Looking For A Life-save LVM Guru

Home » CentOS » Looking For A Life-save LVM Guru
CentOS 31 Comments

Dear All,

I am in desperate need for LVM data rescue for my server. I have an VG call vg_hosting consisting of 4 PVs each contained in a separate hard drive (/dev/sda1, /dev/sdb1, /dev/sdc1, and /dev/sdd1). And this LV: lv_home was created to use all the space of the 4 PVs.

Right now, the third hard drive is damaged; and therefore the third PV
(/dev/sdc1) cannot be accessed anymore. I would like to recover whatever left in the other 3 PVs (/dev/sda1, /dev/sdb1, and /dev/sdd1).

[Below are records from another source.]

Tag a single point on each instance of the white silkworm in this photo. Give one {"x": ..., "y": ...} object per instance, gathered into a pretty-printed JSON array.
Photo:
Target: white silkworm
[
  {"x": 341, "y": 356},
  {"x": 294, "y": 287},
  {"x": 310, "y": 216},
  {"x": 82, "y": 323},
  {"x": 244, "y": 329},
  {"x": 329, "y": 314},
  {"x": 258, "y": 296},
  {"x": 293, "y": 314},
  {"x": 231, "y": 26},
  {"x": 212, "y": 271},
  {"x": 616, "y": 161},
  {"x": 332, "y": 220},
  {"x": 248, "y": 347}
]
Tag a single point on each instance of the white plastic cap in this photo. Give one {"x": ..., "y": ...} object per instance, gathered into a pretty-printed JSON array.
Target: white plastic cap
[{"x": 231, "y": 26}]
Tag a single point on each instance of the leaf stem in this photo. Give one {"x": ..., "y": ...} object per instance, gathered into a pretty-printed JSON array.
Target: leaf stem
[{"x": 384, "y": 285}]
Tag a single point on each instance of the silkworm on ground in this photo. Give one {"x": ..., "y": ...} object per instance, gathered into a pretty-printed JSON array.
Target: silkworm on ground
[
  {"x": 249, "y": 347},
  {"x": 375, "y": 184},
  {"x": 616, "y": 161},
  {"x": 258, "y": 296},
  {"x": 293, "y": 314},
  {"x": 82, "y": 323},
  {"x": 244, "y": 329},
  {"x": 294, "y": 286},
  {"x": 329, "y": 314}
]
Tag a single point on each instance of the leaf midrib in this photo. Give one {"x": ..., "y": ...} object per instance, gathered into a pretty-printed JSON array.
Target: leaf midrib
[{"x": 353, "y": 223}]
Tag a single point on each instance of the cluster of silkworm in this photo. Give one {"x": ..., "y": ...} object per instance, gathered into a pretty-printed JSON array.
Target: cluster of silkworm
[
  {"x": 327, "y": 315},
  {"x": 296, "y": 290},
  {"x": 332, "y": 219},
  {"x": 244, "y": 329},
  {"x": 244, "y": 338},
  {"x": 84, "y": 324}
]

I have tried with the following:

1. Removing the broken PV:

# vgreduce –force vg_hosting /dev/sdc1
Physical volume “/dev/sdc1” still in use

# pvmove /dev/sdc1
No extents available for allocation

2. Replacing the broken PV:

I was able to create a new PV and restore the VG Config/meta data:

# pvcreate –restorefile … –uuid … /dev/sdc1
# vgcfgrestore –file … vg_hosting

However, vgchange would give this error:

# vgchange -a y
device-mapper: resume ioctl on failed: Invalid argument
Unable to resume vg_hosting-lv_home (253:4)
0 logical volume(s) in volume group “vg_hosting” now active

Could someone help me please???
I’m in dire need for help to save the data, at least some of it if possible.

Regards, Khem

31 thoughts on - Looking For A Life-save LVM Guru

  • your data is spread across all 4 drives, and you lost 25% of it. so only
    3 out of 4 blocks of data still exist. good luck with recovery.

  • Thank you, John for your quick reply. That is what I hope. But how to do it? I cannot even activate the LV with the remaining PVs.

    Thanks, Khem

  • Dear James,

    Thank you for being quick to help. Yes, I could see all of them:

    # vgs
    # lvs
    # pvs

    Regards, Khem

  • Dear John,

    I understand; I tried it in the hope that, I could activate the LV again with a new PV replacing the damaged one. But still I could not activate it.

    What is the right way to recover the remaining PVs left?

    Regards, Khem

  • Hello James and All,

    For your information, here’s the listing looks like:

    [root@localhost ~]# pvs
    PV VG Fmt Attr PSize PFree
    /dev/sda1 vg_hosting lvm2 a– 1.82t 0
    /dev/sdb2 vg_hosting lvm2 a– 1.82t 0
    /dev/sdc1 vg_hosting lvm2 a– 1.82t 0
    /dev/sdd1 vg_hosting lvm2 a– 1.82t 0
    [root@localhost ~]# lvs
    LV VG Attr LSize Pool Origin Data% Meta% Move Log Cpy%Sync Convert
    lv_home vg_hosting -wi-s—– 7.22t
    lv_root vg_hosting -wi-a—– 50.00g
    lv_swap vg_hosting -wi-a—– 11.80g
    [root@localhost ~]# vgs
    VG #PV #LV #SN Attr VSize VFree
    vg_hosting 4 3 0 wz–n- 7.28t 0
    [root@localhost ~]#

    The problem is, when I do:

    [root@localhost ~]# vgchange -a y
    device-mapper: resume ioctl on failed: Invalid argument
    Unable to resume vg_hosting-lv_home (253:4)
    3 logical volume(s) in volume group “vg_hosting” now active

  • Next time, try “vgreduce –removemissing ” first.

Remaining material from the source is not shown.